The left chart in the video has about 1000 random points in a square (within is a circle with diameter same as square’s side). Origin for both, square & circle, is (0,0) coordinates on Cartesian plane (see illustration A). Points x & y random coordinates are generated using xls randbetween function. To know if a point falls within the circle, we use Pythagoras theorem i.e if X^2 + Y^2 is less than or equal to R^2 then its inside the circle. 

Illustration B:

Why do we need such complex method and simulation:

One may ask why put so much effort and not just measure the size of circumference and diameter of a circle manually. Or why not measure % of area of circle/area of square using a ruler. Well you can do so, but as we know Pi is endless, we would only be able to get an approximate value and remember we are doing an experiment. Further, instead of manual methods, which are prone to errors and not efficient, we utilize a computer; i.e have a programming way to detect whether or not a randomly placed point on the image is in a circle or not.

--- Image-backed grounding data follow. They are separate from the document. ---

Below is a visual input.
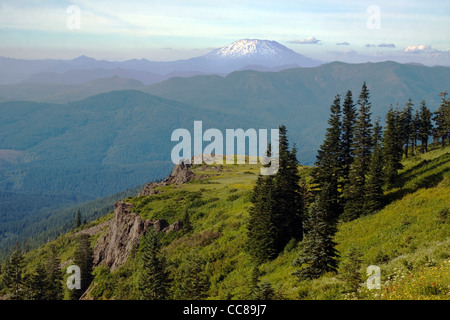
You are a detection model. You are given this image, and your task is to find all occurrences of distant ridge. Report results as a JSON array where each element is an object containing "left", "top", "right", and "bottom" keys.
[{"left": 0, "top": 39, "right": 322, "bottom": 85}]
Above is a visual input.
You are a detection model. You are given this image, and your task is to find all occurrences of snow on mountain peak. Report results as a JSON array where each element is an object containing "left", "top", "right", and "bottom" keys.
[{"left": 210, "top": 39, "right": 294, "bottom": 59}]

So then why do we need Monte Carlo Simulation? Monte carlo simulation has much more sophisticated applications, but in this case we needed random points to generate for very high number of iteration to converge Pi value to its actual value. Lets say if you could draw a lot of points, randomly, within the square, then you know that the odds of any single point within the square is also within the circle is equal to (area of circle)/(area of square) and since we fixed the area of the square to 1, you can then calculate Pi by multiplying the fraction of points within the square that is also within the circle by 4 to get an estimate of Pi.

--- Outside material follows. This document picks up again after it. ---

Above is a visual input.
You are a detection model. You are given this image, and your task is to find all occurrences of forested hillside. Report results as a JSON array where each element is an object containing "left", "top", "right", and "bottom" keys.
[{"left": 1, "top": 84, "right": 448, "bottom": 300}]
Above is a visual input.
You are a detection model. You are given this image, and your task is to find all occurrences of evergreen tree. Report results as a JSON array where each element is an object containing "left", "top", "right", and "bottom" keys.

Coming back to the final results; now the magic happens as you can see in the video. I used VBA codes to refresh random numbers to generate 1000 sets of x & y coordinates and populated value of Pi in a new cell for every new simulation.  In the video, the chart on right is a histogram of thousands of averages of all Pi values Monte Carlo simulation produces. You can see with increase in simulation iterations, the Average in the histogram (which charts frequency distribution of estimated Pi value) moves closure to an actual Pi value and the distribution takes a shape of a normal distribution.